Holoportation: Virtual 3D Teleportation in Real-time
This week, we’re tackling something that feels almost like science fiction. Published in 2016, this paper covers the essential innovation and information we need to get closer to a Jedi council holo meeting :). But in all seriousness, the vision of true telepresence has the potential to save a lot of travel time, trillions of dollars for business travel, reduce carbon emissions, and keep relationships close despite physical distance.
Holoportation is a new type of technology that captures, transmits, and renders 3D models of any person or object in high-quality, real-time. Most significantly, this paper describes the optimized pipeline that enables high-quality, real-time transmission and reconstruction, as well as an active stereo depth camera design that enables high-quality 3D capture.
This Week’s Paper
Sergio Orts-Escolano, Christoph Rhemann, Sean Fanello, Wayne Chang, Adarsh Kowdle, Yury Degtyarev, David Kim, Philip L. Davidson, Sameh Khamis, Mingsong Dou, Vladimir Tankovich, Charles Loop, Qin Cai, Philip A. Chou, Sarah Mennicken, Julien Valentin, Vivek Pradeep, Shenlong Wang, Sing Bing Kang, Pushmeet Kohli, Yuliya Lutchyn, Cem Keskin, and Shahram Izadi. 2016. Holoportation: Virtual 3D Teleportation in Real-time. In Proceedings of the 29th Annual Symposium on User Interface Software and Technology (UIST '16). Association for Computing Machinery, New York, NY, USA, 741–754.
DOI Link: 10.1145/2984511.2984517
Summary
System Overview
The authors posit that spatial audio, high-quality full-body 3D reconstruction, and shared virtual space are the key components to creating a sense of co-presence. Thus, the Holoportation system was designed to support these requirements.
I will go over a summary of the entire Holoportation pipeline and then dive into specific sections after. Here is the summary:
8 custom capture pods surround the capture space. A user can wear a headset in this capture space to see the 3D live stream from the other site. The system synchronizes the space, so the local and remote users have a shared virtual space.
For each frame:
Any person/object that enters the space will have its depth estimated and RGB image captured. Audio along with the headset’s pose is also captured.
Any person/object in the scene is segmented from the background.
The depth data from each pod are fused to derive a resultant 3D volumetric mesh.
The mesh, color, and audio streams are then transmitted over the network.
Color is rendered on the mesh on the receiving PC.

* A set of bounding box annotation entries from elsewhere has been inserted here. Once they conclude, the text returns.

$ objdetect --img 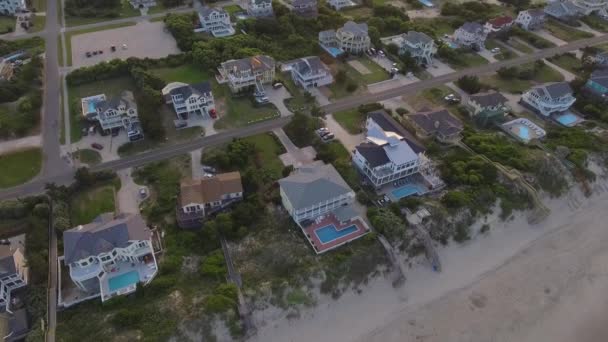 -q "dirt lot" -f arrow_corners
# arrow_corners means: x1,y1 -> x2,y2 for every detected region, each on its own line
72,21 -> 180,67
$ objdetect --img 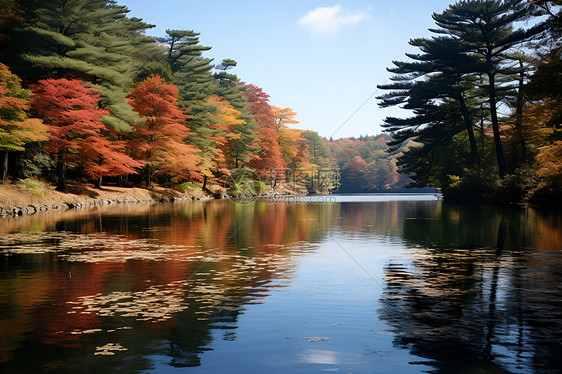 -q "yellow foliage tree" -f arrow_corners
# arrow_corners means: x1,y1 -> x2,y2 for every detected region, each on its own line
0,63 -> 48,182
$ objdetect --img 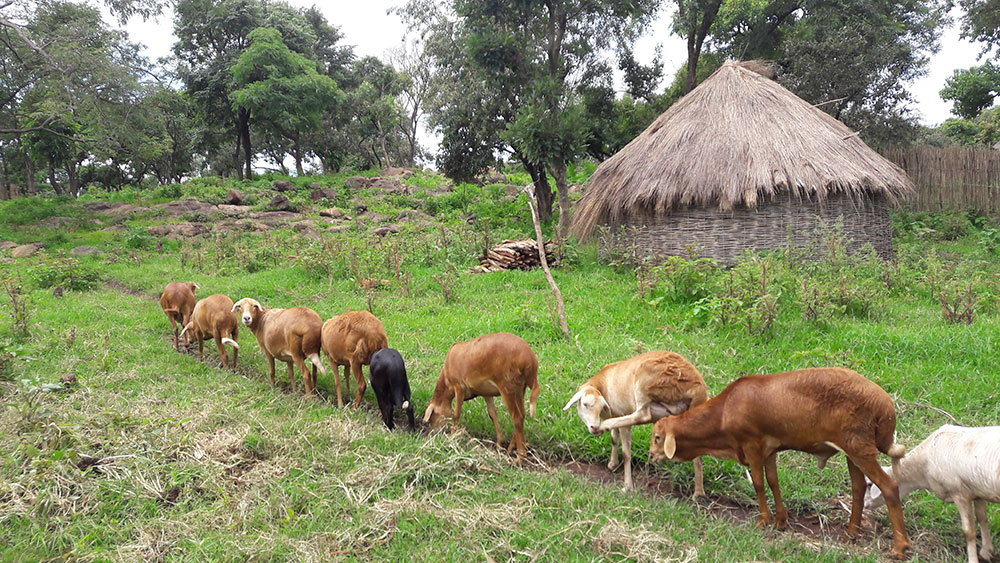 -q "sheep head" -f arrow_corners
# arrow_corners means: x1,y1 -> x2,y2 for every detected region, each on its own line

The mesh is then remotely rendered to the receiving untethered headset via WiFi. Audio is played back relative to the transmitted pose to simulate a sense of spatial audio.
Capture Pods and 3D Depth Reconstruction
Each capture pod comprises 2 Near Infra-Red cameras (NIR), a color camera, and an IR projector (which contains a diffractive optical element (DOE) and a laser). To keep them stable, each pod is mounted on top of an optical bench (a platform that controls vibration).
The IR projector projects a random IR dot pattern onto the scene. This dot pattern adds texture to the scene so that the depth of textureless materials like a white wall can still be estimated. After weighing multiple depth estimation methods, the authors decided to use active stereo, with the specific method based on PatchMatch stereo. This method’s runtime does not increase as the number of depth values increases whilst achieving high-quality depth maps.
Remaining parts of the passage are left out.